Highlights & Insights

  • SWAN’s most valuable insight is that "paraphrasing preserves meaning, so watermarks should be written into the meaning representation." This is more natural than chasing paraphrases across tokens or embeddings.
  • The AMR template bank turns the watermark into an interpretable structural signal. When detection fails, one can analyze which predicate-argument structure failed to parse, rather than just receiving an opaque embedding hash.
  • The training-free and black-box generation nature makes the method easier to integrate with closed-source or API-based models, as it requires no logit access or model weight modifications.
  • Paragraph-level z-tests inherit the statistical logic of traditional watermark detectors while replacing token hits with semantic template hits—a clean abstract migration.

Limitations & Future Work

  • Detection is highly dependent on AMR parser quality; parsing errors can lead to missed detections or false positives. AMR parsing may be unstable in low-resource languages, specialized technical texts, or non-news genres.
  • The AMR bank serves as a private key; if an attacker guesses or leaks the bank, they could deliberately rewrite semantic structures to evade detection.
  • Current evaluations primarily use English RealNews, limiting domain and language coverage.
  • Rejection sampling still incurs a cost, with repeated failures occurring when specific templates are incompatible with the context; more intelligent template-context matching is needed.
  • SWAN focuses on sentence-level AMR; watermark structures might be reorganized during attacks involving merging, splitting, or cross-sentence rewriting.

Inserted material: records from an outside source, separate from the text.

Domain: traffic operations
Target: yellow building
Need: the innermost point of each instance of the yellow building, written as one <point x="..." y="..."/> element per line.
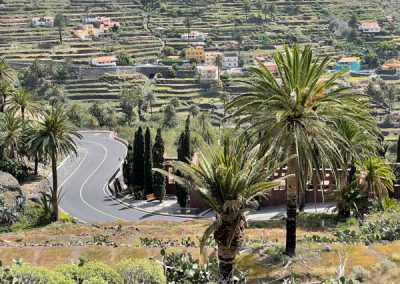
<point x="196" y="53"/>
<point x="209" y="57"/>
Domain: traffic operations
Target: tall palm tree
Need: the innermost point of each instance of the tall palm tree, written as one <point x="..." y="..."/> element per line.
<point x="296" y="116"/>
<point x="187" y="21"/>
<point x="6" y="90"/>
<point x="60" y="24"/>
<point x="376" y="177"/>
<point x="25" y="101"/>
<point x="229" y="181"/>
<point x="6" y="72"/>
<point x="54" y="137"/>
<point x="362" y="143"/>
<point x="219" y="62"/>
<point x="11" y="133"/>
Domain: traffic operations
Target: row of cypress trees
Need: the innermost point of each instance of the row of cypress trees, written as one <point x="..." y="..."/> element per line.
<point x="142" y="156"/>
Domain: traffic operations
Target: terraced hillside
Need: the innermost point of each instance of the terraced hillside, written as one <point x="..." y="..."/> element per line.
<point x="308" y="21"/>
<point x="19" y="40"/>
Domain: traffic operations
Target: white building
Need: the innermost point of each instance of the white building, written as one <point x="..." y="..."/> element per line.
<point x="43" y="21"/>
<point x="369" y="27"/>
<point x="194" y="36"/>
<point x="207" y="73"/>
<point x="231" y="60"/>
<point x="105" y="61"/>
<point x="210" y="56"/>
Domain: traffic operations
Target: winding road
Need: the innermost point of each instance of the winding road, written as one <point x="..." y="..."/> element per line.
<point x="83" y="182"/>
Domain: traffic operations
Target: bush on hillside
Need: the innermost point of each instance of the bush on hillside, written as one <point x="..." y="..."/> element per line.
<point x="141" y="271"/>
<point x="19" y="171"/>
<point x="30" y="274"/>
<point x="94" y="269"/>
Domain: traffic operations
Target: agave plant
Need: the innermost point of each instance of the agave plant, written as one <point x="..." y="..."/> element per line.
<point x="229" y="181"/>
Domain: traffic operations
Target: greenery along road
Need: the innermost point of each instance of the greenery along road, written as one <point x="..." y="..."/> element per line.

Future work could explore paragraph-level AMR or AMR subgraph watermarks.
  • vs SynthID / token-level watermark: SynthID relies on token distribution perturbation; it provides effective low-FPR detection but is fragile to paraphrasing. SWAN does not alter token preferences but constrains semantic structure, making it more resistant to surface-level rewriting.
  • vs SemStamp: SemStamp partitions the sentence vector space into green buckets, providing some paraphrase robustness, but strong rewriting can shift embeddings. SWAN uses AMR graph matching, which maintains structural signals under semantically equivalent rewrites.
  • vs k-SemStamp: k-SemStamp improves semantic region partitioning via clustering but remains within continuous embedding regions. SWAN’s discrete graph structure is more interpretable and closer to the definition of "unchanged meaning."
  • vs PostMark / post-hoc watermark: PostMark injects signals via paragraph semantics and watermark words. It is practical but may leave lexical traces. SWAN does not rely on a fixed vocabulary; signals are hidden in semantic role combinations.

Rating

  • Novelty: ⭐⭐⭐⭐⭐ Using AMR graph structures for text watermarking is highly novel and distinct from token/embedding routes.
  • Experimental Thoroughness: ⭐⭐⭐⭐☆ Covers detection, paraphrasing, bank size, sampling efficiency, and quality; language and domain scope remain somewhat narrow.
  • Writing Quality: ⭐⭐⭐⭐☆ The method is clearly explained and experimental tables are direct, though AMR parsing error and threshold selection could be further detailed.
  • Value: ⭐⭐⭐⭐⭐ Provides practical insights for robust text watermarking and AI-generated content provenance, particularly suitable for research on semantic-level provenance.